The Bank of Canada however does not share the same bleak outlook. The Bank expects that we will see the economy rebound in the second half of 2019, but it isn’t a sentiment shared by everyone. One of the poll’s participants, Morgan Stanley, wrote, “We see little impetus for policymakers to resume rate hikes over our forecast horizon, as sluggish growth and lingering slack in the economy will continue to warrant leaving some policy accommodation in place.”
In fact, if the economy doesn’t pick up the Bank may be forced to lower interest rates rather than leaving them alone. Stanley continued by saying, “If growth fails to show any convincing signs of a rebound in 2019, we think the risks of rate cuts will increase, and given our sluggish outlook, we place a subjective 40 per cent probability that the BoC will deliver at least one 25 basis point rate cut over the next 12 months.”

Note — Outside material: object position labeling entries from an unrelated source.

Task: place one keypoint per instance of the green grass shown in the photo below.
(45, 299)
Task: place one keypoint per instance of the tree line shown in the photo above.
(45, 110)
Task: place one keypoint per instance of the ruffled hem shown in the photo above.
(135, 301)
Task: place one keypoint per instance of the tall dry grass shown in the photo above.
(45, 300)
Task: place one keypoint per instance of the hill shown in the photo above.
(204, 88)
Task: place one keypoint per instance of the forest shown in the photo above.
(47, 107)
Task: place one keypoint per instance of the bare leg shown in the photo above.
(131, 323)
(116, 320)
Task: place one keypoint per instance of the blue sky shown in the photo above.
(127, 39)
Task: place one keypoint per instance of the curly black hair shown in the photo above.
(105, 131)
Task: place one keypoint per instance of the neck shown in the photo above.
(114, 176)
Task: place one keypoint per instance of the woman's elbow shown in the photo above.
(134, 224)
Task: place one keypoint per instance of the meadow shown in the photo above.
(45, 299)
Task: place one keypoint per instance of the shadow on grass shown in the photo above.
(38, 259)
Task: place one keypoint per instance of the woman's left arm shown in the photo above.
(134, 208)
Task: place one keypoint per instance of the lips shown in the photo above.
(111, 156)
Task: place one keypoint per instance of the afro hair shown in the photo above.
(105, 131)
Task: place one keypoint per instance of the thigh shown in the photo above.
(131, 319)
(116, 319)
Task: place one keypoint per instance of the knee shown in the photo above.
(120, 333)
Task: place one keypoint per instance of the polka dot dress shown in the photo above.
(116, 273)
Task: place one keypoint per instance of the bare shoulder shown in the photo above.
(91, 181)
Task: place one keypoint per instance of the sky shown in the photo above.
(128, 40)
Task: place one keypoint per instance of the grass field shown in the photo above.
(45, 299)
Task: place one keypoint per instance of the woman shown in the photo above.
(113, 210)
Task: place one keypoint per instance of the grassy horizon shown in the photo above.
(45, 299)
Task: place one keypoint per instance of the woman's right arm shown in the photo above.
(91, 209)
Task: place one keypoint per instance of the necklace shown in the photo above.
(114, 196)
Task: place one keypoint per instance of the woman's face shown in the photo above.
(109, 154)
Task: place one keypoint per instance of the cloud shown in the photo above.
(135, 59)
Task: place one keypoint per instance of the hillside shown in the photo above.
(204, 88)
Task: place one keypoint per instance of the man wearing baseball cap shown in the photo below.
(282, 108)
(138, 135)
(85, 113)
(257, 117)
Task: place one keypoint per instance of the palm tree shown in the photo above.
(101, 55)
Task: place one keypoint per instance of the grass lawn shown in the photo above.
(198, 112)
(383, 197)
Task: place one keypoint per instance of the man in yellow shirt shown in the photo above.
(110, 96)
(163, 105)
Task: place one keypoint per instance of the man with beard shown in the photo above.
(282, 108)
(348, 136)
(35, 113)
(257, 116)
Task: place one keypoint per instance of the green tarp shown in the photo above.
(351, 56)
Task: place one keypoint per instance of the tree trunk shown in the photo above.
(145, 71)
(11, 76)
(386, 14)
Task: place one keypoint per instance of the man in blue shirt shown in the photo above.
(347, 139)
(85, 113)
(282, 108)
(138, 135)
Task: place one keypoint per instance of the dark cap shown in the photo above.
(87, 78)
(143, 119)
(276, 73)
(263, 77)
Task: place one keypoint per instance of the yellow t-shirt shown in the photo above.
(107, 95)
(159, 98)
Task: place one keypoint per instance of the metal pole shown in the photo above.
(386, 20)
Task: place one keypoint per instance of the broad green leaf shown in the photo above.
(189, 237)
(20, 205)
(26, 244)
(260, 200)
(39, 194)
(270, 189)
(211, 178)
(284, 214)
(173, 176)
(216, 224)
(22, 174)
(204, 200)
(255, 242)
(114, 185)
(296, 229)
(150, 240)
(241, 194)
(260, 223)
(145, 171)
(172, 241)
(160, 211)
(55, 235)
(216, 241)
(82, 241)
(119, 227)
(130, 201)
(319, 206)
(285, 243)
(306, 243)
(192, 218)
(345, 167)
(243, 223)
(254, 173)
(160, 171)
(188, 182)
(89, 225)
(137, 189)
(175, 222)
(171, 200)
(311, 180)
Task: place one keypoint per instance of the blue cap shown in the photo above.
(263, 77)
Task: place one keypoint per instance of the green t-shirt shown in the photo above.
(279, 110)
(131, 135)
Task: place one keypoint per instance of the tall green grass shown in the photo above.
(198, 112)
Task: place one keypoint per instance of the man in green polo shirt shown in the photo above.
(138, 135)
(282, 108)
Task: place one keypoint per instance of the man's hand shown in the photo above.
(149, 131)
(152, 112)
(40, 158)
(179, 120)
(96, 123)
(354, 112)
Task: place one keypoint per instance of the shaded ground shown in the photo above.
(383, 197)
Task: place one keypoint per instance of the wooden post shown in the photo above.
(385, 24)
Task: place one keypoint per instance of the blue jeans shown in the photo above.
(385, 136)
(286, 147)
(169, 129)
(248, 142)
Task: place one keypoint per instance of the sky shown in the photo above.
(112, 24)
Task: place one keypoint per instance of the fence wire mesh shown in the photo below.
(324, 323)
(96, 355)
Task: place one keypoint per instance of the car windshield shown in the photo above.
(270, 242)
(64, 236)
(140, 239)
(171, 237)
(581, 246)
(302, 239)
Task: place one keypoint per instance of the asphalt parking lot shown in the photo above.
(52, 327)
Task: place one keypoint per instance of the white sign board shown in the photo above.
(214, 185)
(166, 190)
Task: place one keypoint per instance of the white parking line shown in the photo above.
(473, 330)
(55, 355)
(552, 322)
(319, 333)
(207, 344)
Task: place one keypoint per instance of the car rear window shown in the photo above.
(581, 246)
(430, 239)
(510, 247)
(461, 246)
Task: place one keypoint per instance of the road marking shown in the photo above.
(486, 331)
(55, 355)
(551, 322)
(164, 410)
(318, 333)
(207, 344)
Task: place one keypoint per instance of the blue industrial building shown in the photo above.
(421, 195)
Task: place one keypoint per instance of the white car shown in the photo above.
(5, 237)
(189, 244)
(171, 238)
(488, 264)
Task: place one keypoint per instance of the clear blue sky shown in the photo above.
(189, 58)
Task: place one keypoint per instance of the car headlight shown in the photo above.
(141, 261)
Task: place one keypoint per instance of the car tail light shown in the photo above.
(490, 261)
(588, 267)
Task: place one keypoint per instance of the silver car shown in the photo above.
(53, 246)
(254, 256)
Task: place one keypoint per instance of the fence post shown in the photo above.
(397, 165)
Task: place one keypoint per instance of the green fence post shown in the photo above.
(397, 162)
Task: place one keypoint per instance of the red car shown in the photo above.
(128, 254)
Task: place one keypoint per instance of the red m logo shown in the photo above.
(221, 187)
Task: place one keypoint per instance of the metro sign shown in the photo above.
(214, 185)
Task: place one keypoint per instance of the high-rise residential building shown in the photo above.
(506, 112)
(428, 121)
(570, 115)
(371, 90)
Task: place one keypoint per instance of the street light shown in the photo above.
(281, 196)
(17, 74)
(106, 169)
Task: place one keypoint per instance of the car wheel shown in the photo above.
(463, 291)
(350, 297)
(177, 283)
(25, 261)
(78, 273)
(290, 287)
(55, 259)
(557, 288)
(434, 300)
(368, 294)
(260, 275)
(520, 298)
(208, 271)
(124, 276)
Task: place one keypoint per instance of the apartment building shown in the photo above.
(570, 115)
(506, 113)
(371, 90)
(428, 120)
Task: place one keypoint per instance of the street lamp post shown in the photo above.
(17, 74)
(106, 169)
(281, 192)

Frequently the Canadian economy takes its cues from the US economy. This is because our neighbours to the south are our biggest trade partners. If their economy takes a nose dive into a recession (as another Reuters poll from earlier this month shows is more and more likely to happen) Canada’s economy will be directly impacted. According to a Reuters poll taken last month Canada is 20% likely to enter a recession in the next 12 months and 27.5% likely in the next 24 months.
The most common sentiment is that we won’t be seeing any change to the Bank’s interest rates, but there are a few who have high hopes for growth. A few speculators expect to see the Canadian economy pick up and that we may even see up to two interest rate hikes by the end of 2020.
As for housing prices, another Reuters poll taken earlier this month showed that prices are expected to stay the same for the remainder of the year and increase by 1.7% next year.